Poor weight gain during first year of ART associated with increased mortality risk for children with HIV in resource-limited settings

Michael Carter
Published: 09 December 2014

Poor weight gain after starting antiretroviral therapy (ART) is associated with increased mortality risk for children with HIV, investigators report in the online edition of AIDS. An international team of researchers developed a model to examine the association between weight gain and mortality risk for children starting ART. Poor weight gain was associated with increased mortality risk, independent of other factors.

“We were able to construct normative reference standards for weight gain at 6, 12, 18, and 24 months of ART for HIV-infected children younger than 10 years,” write the authors. “At 6 and 12 months on ART, the hazard of dying in children whose weight gain was below the 33rd percentile was at least twice that of children who gained more weight.” The investigators hope their model will be useful in resource-limited settings where access to CD4 count and viral load testing – key assessments of the success of ART – is limited.

An estimated 3 million children are living with HIV and 90% live in sub-Saharan Africa. Without ART, half of these children will die before their second birthday.

Access to ART is expanding in poorer countries, but because of cost CD4 and viral load monitoring is often unavailable. Other measures are therefore needed to assess the effectiveness of treatment.

Weight gain during the first year of ART has been shown to be a good predictor of treatment success for children in Africa during the first year of therapy. However, gains in weight that correlate with specific treatment outcomes are unknown.

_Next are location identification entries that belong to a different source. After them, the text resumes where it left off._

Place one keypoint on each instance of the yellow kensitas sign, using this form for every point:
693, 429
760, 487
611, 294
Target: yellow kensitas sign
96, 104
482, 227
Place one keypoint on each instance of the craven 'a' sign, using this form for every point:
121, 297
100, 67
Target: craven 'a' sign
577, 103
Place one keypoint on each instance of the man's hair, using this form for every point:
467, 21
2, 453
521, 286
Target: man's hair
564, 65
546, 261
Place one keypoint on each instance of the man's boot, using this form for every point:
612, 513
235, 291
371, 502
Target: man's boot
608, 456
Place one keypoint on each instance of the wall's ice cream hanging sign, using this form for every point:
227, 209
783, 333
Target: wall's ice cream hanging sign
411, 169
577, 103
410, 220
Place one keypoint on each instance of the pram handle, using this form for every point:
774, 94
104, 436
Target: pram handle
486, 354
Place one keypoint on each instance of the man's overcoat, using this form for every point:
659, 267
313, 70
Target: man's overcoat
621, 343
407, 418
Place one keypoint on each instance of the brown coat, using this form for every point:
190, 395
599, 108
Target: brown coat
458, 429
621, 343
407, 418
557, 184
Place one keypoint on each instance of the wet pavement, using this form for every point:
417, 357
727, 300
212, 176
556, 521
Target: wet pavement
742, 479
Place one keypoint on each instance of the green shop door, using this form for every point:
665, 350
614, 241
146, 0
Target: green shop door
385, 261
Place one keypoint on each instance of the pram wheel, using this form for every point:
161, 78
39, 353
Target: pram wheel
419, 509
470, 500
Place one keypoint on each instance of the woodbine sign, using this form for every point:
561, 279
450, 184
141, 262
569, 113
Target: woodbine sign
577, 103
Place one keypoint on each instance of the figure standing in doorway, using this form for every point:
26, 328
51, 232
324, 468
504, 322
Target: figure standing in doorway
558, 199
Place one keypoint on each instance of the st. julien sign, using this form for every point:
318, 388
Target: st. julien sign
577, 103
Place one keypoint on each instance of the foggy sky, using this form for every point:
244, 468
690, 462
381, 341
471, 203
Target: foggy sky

Investigators therefore examined data from the International Epidemiological Database to Evaluate AIDS for 7173 children younger than ten years living in resource-limited settings. Using this, they constructed a model to establish the associations between age- and sex-specific weight gains (3rd, 10th, 25th, 33rd and 50th percentiles) and mortality risk, virological suppression and risk of virological failure at 6, 12, 18 and 24 months after ART initiation.

Over half (51%) the children lived in southern Africa, approximately a quarter in eastern Africa, 13% in Asia, 9% in western Africa and 4% in central Asia.

The majority of children (78%) started ART between 2005 and 2007. At the time treatment was initiated, 45% were underweight. Baseline CD4 cell measurements were available for 72% of children, and three-quarters were severely immune-suppressed at this point.

The children were followed for a median of 24 months, and during this time there were 111 deaths. Most (61%) occurred between months six and twelve of treatment initiation.

Children with poor weight gain after six and twelve months of ART had a higher risk of death compared to children with good weight gain. Children below the 33rd percentile of weight gain had a threefold increase of death at month six (HR = 2.95; 95% CI, 2.03-4.36) and an over twofold increase in mortality risk at month twelve (HR = 2.28; 95% CI, 1.23-4.22). The mortality risk was even higher for children with lower weight gains, especially in the first twelve months of therapy. The increased risk of death associated with poorer weight gain persisted up to 24 months of follow-up.

However, no significant association was found between weight gain and virological suppression or risk of virological failure.

“Monitoring weight gain post-ART using normative data developed specifically for HIV-infected children on ART could be a simple and highly valuable tool to identify those children at highest risk of death,” conclude the investigators.


Yotebieng M et al. Age-specific and sex-specific weight gain norms to monitor antiretroviral therapy in children in low-income and middle-income countries. AIDS 28, online edition. DOI: 10.1097/QAD.0000000000000506 (2014).